What do you mean when you say "work on trauma"? Are you thinking of needing to talk through all the details, reappraise your sense of what it meant to you, do body work, explore cognitive distortions? There are lots of ways to work on trauma but i sense you have a clear picture in your mind of what that might mean.
My reason for asking is that, for me, working on trauma hasn't looked like EMDR, CBT or any of the more manualised, evidence based therapies for PTSD - it's been very much old fashioned, relationship based, non-psychodynamic therapy. Don't get me wrong, we've explored trauma, worked on emotional regulation and safety and my symptoms have massively reduced. I don't have DID but dissociation is definitely an issue for me. It's been very painful work at times - it has just been much less structured and more client led than would be the norm.
If your current therapist is working for you, the relationship is good, they seem to understand DID and you're seeing progress it may be worth hanging in there for a while and talking to them about what you want to work on. Especially if you're waiting to go to a specialist facility anyway. If you have a clear idea of the kind of work you'd like to do and they can't do it then yes, best to move and search for someone who practices the modality you want to try.

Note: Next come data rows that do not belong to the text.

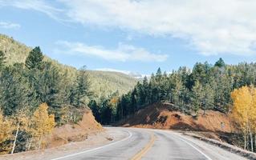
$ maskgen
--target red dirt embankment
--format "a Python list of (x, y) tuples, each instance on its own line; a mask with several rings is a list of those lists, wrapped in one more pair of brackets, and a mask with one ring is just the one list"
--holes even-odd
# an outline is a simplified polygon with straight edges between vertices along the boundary
[(203, 110), (200, 110), (198, 116), (193, 118), (173, 108), (169, 103), (156, 103), (137, 111), (120, 122), (118, 126), (213, 132), (231, 132), (233, 130), (226, 114), (206, 110), (204, 115)]
[(103, 127), (95, 120), (91, 110), (85, 109), (83, 118), (77, 124), (66, 124), (55, 127), (47, 138), (47, 148), (67, 144), (70, 142), (83, 141), (92, 134), (104, 130)]

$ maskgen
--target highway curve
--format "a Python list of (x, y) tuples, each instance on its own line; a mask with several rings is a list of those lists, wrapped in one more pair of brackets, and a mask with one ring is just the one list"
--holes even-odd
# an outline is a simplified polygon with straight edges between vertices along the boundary
[(52, 160), (246, 159), (217, 146), (173, 131), (121, 127), (108, 127), (108, 130), (121, 130), (127, 137), (97, 148), (63, 155)]

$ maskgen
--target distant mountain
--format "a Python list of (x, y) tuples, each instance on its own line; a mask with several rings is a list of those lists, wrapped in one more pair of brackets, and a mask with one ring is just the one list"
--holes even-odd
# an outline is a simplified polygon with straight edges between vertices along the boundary
[[(25, 62), (26, 58), (31, 50), (31, 47), (15, 41), (13, 38), (0, 34), (0, 50), (5, 53), (7, 64)], [(45, 56), (45, 60), (52, 62), (60, 70), (67, 70), (68, 74), (75, 78), (77, 72), (75, 67), (63, 65), (47, 56)], [(127, 93), (137, 82), (137, 80), (133, 76), (120, 72), (88, 70), (88, 73), (91, 88), (99, 98), (101, 96), (108, 96), (117, 90), (120, 94)]]
[(144, 77), (147, 77), (147, 78), (150, 77), (150, 75), (141, 74), (138, 72), (132, 72), (132, 71), (128, 71), (128, 70), (115, 70), (115, 69), (110, 69), (110, 68), (102, 68), (102, 69), (98, 69), (97, 70), (105, 71), (105, 72), (122, 73), (122, 74), (125, 74), (130, 77), (132, 77), (137, 80), (141, 80)]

Otherwise when interviewing therapists ask them about their experience of working with your issues, avoid people who want to respond to the diagnosis or label (i.e. Those who's eyes light up when you talk about DID), look for someone that is interested in you and how DID impacts you.
While people might advertise as a trauma therapist there are lots of different types of trauma - having lots of experience of car accidents, health trauma and sudden death is fine but it's different to working with someone who has experience of chronic developmental trauma, or combat, or vicarious trauma so do ask them what they're used to working with.